1. Manfred Einsiedler (Professor, ETH Zurich)
Title: Totally geodesic submanifolds and arithmeticity
Abstract: In this mini course we will discuss the recent theorem of Bader-Fisher-Miller-Stover concerning arithmeticity for hyperbolic manifolds: As conjectured by Reid and McMullen a hyperbolic manifold is arithmetic if and only if there are infinitely many maximal proper totally geodesic submanifolds. This gives a striking connection between the geometry of hyperbolic manifolds and number theory. Moreover the proof uses among other things a crucial input from homogeneous dynamics.

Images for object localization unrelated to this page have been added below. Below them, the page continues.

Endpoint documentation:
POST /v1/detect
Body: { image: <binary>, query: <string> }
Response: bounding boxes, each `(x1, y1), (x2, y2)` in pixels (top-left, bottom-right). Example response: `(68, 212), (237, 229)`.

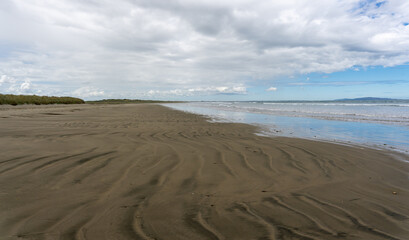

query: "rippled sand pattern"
(0, 104), (408, 240)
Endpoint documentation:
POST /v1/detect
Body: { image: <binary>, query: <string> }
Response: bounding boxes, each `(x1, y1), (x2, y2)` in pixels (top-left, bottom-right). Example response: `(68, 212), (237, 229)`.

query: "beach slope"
(0, 104), (408, 240)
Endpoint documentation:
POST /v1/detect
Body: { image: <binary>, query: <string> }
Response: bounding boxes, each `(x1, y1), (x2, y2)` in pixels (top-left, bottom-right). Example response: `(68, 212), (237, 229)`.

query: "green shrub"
(0, 94), (85, 105)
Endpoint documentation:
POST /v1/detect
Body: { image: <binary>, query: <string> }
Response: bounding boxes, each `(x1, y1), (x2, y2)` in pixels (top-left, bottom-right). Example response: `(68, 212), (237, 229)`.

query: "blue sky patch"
(375, 1), (386, 8)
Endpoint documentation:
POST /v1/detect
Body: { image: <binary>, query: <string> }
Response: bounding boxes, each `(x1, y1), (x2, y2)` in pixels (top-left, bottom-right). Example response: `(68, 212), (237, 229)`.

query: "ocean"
(164, 101), (409, 154)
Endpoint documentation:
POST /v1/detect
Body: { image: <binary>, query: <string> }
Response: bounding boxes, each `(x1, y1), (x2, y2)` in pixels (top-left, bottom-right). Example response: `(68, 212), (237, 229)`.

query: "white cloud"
(0, 0), (408, 99)
(0, 74), (40, 94)
(266, 87), (277, 92)
(146, 85), (247, 97)
(20, 80), (31, 91)
(0, 75), (9, 86)
(72, 87), (105, 98)
(0, 75), (5, 84)
(0, 74), (17, 86)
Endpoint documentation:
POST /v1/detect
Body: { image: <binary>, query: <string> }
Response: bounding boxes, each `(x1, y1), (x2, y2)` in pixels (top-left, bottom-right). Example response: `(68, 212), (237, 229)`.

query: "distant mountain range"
(249, 97), (409, 103)
(332, 97), (409, 103)
(335, 97), (397, 101)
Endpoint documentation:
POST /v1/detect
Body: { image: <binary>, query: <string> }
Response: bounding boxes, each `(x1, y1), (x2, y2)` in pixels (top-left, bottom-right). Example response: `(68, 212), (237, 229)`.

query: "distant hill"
(335, 97), (396, 101)
(332, 97), (409, 103)
(255, 97), (409, 104)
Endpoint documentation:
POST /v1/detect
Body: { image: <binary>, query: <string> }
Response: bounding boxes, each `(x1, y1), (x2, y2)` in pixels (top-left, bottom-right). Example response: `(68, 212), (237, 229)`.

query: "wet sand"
(0, 104), (408, 240)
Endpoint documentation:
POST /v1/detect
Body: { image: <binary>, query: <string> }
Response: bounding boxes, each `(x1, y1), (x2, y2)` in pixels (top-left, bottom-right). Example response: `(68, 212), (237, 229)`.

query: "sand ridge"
(0, 104), (408, 239)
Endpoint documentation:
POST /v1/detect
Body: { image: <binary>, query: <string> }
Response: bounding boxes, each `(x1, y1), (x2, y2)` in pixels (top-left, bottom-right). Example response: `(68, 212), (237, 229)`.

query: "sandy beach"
(0, 103), (408, 240)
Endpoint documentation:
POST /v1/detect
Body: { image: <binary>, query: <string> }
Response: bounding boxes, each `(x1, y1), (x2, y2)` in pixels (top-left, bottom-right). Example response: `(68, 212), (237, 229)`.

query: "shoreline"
(164, 102), (409, 156)
(1, 103), (408, 239)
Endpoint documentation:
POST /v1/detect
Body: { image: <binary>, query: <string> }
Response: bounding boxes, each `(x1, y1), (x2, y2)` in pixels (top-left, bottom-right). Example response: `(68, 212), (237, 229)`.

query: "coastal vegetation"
(0, 94), (85, 105)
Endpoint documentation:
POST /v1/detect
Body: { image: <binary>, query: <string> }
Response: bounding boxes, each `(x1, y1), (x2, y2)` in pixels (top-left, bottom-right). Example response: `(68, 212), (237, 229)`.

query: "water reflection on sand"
(165, 103), (409, 154)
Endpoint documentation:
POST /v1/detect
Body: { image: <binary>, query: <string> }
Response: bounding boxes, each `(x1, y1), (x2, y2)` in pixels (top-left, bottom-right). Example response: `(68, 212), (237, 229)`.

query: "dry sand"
(0, 104), (408, 240)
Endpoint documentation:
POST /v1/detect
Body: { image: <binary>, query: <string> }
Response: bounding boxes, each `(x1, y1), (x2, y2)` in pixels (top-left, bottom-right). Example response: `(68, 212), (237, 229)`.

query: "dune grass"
(0, 94), (85, 105)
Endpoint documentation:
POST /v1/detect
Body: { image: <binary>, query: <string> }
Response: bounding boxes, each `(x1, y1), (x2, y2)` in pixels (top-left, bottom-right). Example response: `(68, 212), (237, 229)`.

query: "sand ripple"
(0, 104), (408, 239)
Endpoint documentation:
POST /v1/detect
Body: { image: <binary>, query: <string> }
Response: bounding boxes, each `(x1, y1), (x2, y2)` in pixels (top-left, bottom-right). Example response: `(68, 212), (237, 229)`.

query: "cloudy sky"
(1, 0), (409, 100)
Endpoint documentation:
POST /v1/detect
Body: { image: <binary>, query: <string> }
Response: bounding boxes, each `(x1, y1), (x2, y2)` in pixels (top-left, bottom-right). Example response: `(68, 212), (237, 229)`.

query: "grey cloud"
(1, 0), (409, 99)
(131, 0), (231, 35)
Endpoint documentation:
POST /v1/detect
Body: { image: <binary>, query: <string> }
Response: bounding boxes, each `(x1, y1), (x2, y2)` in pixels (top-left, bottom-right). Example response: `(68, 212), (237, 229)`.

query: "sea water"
(164, 101), (409, 154)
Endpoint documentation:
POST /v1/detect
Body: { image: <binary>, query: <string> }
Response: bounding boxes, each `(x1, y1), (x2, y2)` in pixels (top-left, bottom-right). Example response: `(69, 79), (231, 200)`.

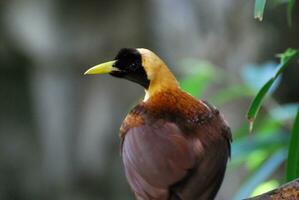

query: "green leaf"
(286, 108), (299, 181)
(247, 48), (299, 132)
(232, 149), (287, 200)
(247, 78), (275, 132)
(241, 62), (280, 92)
(254, 0), (267, 21)
(287, 0), (296, 26)
(276, 49), (299, 75)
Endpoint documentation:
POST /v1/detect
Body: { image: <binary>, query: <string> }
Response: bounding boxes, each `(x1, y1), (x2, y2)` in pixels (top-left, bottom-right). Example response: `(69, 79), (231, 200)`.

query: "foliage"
(252, 0), (299, 185)
(246, 1), (299, 197)
(247, 49), (299, 132)
(254, 0), (267, 21)
(179, 1), (299, 199)
(179, 2), (299, 198)
(244, 48), (299, 197)
(286, 108), (299, 181)
(287, 0), (296, 26)
(179, 51), (298, 198)
(254, 0), (296, 25)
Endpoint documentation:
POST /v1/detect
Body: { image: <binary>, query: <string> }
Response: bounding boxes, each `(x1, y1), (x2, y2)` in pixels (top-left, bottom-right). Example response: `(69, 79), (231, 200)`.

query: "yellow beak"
(84, 60), (118, 75)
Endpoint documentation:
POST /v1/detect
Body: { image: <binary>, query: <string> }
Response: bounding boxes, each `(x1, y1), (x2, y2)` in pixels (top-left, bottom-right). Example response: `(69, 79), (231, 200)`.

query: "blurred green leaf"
(211, 85), (254, 105)
(234, 122), (251, 139)
(254, 115), (281, 135)
(251, 179), (279, 197)
(287, 0), (295, 26)
(180, 60), (215, 97)
(247, 48), (299, 132)
(246, 150), (269, 171)
(254, 0), (267, 21)
(286, 108), (299, 181)
(232, 149), (287, 200)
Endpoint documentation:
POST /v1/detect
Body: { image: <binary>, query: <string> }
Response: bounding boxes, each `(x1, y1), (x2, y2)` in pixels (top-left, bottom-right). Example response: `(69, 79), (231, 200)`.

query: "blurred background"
(0, 0), (299, 199)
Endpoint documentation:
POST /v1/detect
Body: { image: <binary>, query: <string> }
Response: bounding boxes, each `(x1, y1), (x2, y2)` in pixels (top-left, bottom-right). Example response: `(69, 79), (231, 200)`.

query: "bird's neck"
(144, 66), (179, 102)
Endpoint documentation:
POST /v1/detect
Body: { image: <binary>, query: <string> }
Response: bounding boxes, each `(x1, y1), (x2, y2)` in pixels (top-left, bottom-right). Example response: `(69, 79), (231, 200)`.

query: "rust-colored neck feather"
(144, 89), (209, 118)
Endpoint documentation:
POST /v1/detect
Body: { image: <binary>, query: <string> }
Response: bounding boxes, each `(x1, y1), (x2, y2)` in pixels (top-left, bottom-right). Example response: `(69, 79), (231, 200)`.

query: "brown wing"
(121, 120), (202, 200)
(120, 95), (232, 200)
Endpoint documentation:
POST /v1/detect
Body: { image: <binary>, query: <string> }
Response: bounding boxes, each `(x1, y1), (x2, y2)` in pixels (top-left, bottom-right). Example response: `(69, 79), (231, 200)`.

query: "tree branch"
(244, 178), (299, 200)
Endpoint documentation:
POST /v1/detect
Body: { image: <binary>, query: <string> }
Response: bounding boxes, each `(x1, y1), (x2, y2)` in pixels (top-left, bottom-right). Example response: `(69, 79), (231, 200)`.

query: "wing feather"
(122, 121), (198, 199)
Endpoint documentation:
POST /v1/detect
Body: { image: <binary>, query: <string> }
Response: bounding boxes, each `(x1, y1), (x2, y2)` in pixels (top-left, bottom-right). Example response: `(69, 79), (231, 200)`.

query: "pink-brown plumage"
(85, 48), (232, 200)
(120, 90), (231, 200)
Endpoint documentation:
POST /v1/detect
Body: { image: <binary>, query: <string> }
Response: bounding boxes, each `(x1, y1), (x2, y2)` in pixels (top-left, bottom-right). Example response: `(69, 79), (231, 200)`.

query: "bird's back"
(120, 90), (231, 200)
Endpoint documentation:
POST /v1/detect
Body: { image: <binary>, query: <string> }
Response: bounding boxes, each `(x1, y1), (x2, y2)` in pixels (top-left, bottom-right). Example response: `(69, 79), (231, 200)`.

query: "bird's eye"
(130, 62), (138, 71)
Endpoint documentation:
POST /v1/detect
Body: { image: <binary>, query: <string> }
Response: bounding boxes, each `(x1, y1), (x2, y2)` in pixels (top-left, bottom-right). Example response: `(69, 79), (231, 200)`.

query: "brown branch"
(244, 178), (299, 200)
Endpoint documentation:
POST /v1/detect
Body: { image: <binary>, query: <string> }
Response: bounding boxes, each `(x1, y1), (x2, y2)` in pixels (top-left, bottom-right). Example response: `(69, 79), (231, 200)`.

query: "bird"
(84, 48), (232, 200)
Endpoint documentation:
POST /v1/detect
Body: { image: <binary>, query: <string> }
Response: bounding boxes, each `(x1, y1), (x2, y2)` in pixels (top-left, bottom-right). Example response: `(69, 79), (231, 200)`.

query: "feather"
(120, 90), (231, 200)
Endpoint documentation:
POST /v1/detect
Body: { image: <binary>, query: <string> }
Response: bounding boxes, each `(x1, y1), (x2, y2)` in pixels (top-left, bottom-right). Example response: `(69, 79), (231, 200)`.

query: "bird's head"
(85, 48), (179, 101)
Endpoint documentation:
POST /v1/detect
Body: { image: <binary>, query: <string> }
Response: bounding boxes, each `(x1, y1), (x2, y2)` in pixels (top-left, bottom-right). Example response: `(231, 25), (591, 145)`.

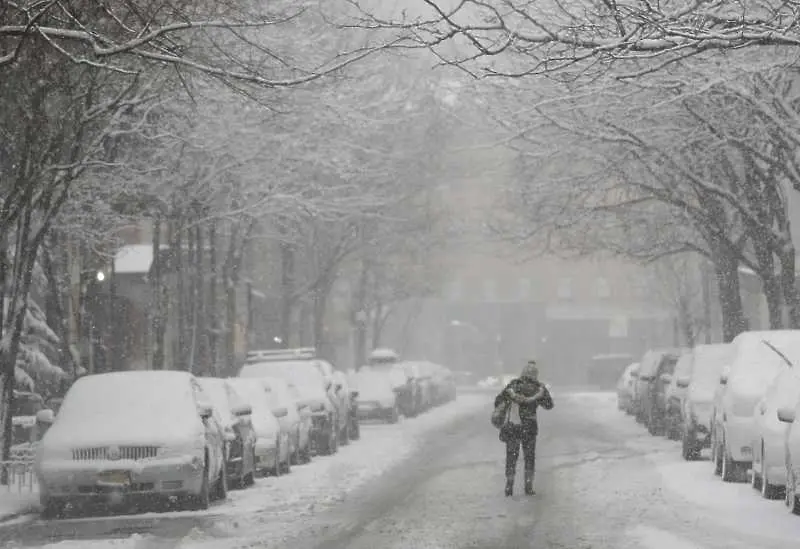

We first outline the overall proof structure and then will spend some time discussing the various ingredients.
2. Barak Weiss (Professor, Tel Aviv University)
Title: Random walks on homogeneous spaces, and Diophantine approximation on fractals
Abstract: In the last two decades, following breakthrough work of Bourgain-Furman-Lindenstrauss-Mozes and Benoist-Quint, followed by work of Eskin-Mirzakhani, there has been great progress in understanding random walks on homogeneous spaces, and on other related spaces. In work of Simmons-Weiss, Cert-Prohaska-Shi, Dayan-Ganguly-Weiss and forthcoming work of Khalil-Luethi-Weiss, this dynamical input has been used to understand number-theoretic properties of typical points on certain sufficiently regular fractals. I will survey this work, focusing on two main points:
the link between random walks, and number theory;
the main dynamical ideas for analyzing random walks. Specifically, I will give an outline of the “exponential drift” approach of Benoist and Quint in the simplest interesting case.